Tempered Adversarial Networks
This addresses the problem of unstable GAN training for researchers and practitioners, though it is an incremental improvement.
The paper tackles the training instability of generative adversarial networks (GANs) by proposing a modification that gives the generator control over real samples, leading to a tempered learning process. This approach improves quality, stability, and convergence speed across various GAN architectures, as demonstrated in experiments.

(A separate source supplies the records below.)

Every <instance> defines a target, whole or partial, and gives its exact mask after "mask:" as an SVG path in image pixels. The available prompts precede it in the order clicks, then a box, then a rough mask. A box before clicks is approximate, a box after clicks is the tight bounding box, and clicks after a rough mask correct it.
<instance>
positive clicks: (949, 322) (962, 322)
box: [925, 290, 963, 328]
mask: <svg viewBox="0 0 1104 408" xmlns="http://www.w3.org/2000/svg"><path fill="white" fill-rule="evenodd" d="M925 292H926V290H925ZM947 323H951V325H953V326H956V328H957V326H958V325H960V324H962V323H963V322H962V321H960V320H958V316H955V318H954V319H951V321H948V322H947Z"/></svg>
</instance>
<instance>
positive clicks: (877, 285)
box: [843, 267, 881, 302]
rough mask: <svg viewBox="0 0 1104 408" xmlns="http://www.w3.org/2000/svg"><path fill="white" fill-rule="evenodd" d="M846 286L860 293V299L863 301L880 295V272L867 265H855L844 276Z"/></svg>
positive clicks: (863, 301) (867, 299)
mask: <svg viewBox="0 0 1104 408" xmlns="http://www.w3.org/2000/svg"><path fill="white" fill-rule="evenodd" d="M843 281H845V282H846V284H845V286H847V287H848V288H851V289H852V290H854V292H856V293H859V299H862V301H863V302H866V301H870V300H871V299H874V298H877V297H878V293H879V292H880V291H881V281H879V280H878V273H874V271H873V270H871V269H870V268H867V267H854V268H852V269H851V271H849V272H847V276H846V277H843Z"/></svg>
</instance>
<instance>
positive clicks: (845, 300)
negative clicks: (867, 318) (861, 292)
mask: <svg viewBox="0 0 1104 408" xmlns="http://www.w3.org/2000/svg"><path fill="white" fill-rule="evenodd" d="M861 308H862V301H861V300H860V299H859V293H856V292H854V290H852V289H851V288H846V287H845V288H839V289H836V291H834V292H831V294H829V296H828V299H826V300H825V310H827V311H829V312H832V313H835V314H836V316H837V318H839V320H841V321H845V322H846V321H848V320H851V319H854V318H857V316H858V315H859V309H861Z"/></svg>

Generative adversarial networks (GANs) have been shown to produce realistic samples from high-dimensional distributions, but training them is considered hard. A possible explanation for training instabilities is the inherent imbalance between the networks: While the discriminator is trained directly on both real and fake samples, the generator only has control over the fake samples it produces since the real data distribution is fixed by the choice of a given dataset. We propose a simple modification that gives the generator control over the real samples which leads to a tempered learning process for both generator and discriminator. The real data distribution passes through a lens before being revealed to the discriminator, balancing the generator and discriminator by gradually revealing more detailed features necessary to produce high-quality results. The proposed module automatically adjusts the learning process to the current strength of the networks, yet is generic and easy to add to any GAN variant. In a number of experiments, we show that this can improve quality, stability and/or convergence speed across a range of different GAN architectures (DCGAN, LSGAN, WGAN-GP).